Affluence, per se, does not necessarily result in an unsatisfying life. Problems are primarily associated with “living a life where that’s your focus,” Ryan said. Nevertheless, the negative psychological picture does seem to be associated with the extent to which people believe that they are already on the way to attaining extrinsic goals.
For example, the paper to be published this year surveyed about 300 youths, some in the United States and some in Russia. In both countries, lower levels of mental health were found not only in people who wanted to make a lot of money but also in those who thought they were likely to succeed at it.
Another study by the same researchers, not yet accepted for publication, found that college students who were already “relatively high in the attainment of appearance, financial success and popularity” were nevertheless “lower in well-being and self-esteem.” Those who aspired to affluence also had more transient relationships, watched more television and were more likely to use cigarettes, alcohol and other drugs than were those who placed less emphasis on extrinsic goals.
Apart from its obvious implications for a culture that thrives on material gain, this whole line of research raises questions about the proclivity of some psychologists to analyze the dynamics of what is often called goal-directed behavior while, in effect, ignoring the nature of the goal. Likewise, it challenges homespun advice to “follow one’s dream,” whatever it may be.
These data strongly suggest that not all goals or dreams are created equal. According to the researchers, pursuing goals that reflect genuine human needs, like wanting to feel connected to others, turns out to be more psychologically beneficial than spending one’s life trying to impress others or to accumulate trendy clothes, fancy gizmos and the money to keep buying them.

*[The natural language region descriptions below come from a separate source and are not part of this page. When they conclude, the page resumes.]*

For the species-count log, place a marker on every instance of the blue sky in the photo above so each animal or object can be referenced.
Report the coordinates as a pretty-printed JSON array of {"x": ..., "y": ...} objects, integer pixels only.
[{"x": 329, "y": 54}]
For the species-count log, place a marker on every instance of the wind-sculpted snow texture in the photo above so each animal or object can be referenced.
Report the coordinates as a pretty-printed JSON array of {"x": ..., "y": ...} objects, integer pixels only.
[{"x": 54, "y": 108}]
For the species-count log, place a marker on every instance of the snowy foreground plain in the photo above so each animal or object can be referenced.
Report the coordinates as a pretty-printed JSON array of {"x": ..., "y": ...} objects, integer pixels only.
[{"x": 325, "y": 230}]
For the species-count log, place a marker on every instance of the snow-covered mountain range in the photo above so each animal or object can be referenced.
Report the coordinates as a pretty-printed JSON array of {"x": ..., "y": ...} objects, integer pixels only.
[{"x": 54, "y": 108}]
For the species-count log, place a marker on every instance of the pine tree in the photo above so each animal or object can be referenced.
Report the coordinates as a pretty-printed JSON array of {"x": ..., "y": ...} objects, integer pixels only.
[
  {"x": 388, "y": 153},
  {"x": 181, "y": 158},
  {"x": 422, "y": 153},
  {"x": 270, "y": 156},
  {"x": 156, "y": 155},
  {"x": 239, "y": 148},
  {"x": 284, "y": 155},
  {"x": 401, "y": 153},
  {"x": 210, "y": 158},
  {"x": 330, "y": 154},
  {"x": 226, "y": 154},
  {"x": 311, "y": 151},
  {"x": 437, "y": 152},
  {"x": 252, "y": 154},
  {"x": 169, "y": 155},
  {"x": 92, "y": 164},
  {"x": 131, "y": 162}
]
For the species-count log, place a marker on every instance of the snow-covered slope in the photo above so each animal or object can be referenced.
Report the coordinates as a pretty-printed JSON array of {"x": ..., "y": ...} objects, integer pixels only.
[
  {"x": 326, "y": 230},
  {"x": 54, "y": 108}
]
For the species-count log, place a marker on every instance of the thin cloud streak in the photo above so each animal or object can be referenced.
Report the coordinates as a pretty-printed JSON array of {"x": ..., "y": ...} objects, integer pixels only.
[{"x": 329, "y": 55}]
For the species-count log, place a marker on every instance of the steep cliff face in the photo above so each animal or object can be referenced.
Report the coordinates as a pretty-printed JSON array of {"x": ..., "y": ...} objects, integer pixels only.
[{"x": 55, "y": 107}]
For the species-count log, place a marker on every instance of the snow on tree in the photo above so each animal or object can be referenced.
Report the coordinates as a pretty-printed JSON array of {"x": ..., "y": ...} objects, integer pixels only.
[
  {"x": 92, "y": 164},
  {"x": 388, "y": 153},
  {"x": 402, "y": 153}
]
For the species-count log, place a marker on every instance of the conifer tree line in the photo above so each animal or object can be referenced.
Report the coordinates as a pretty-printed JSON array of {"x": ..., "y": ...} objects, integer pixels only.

The latter quest may amount to using compensation to try to compensate for something more meaningful. The empirical support for this piece of the puzzle comes from a particularly provocative study that Kasser and Ryan conducted with Dr. Melvin Zax at the University of Rochester and Dr. Arnold Sameroff at the University of Michigan. These researchers discovered that 18-year- olds for whom financial success was especially important turned out to be disproportionately likely to have mothers who were not very nurturing. When parents are “cold and controlling,” the researchers wrote, “their children apparently focus on attaining security and a sense of worth through external sources.”
This seems consistent with anecdotal accounts of very wealthy men who grew up in troubled homes. Such stories are sometimes cited as evidence that they made the best of a bad thing, turning out well despite or because of their unhappy childhoods. The problem with this interpretation, according to the research, is that they may not have turned out so well after all. They just turned out wealthy.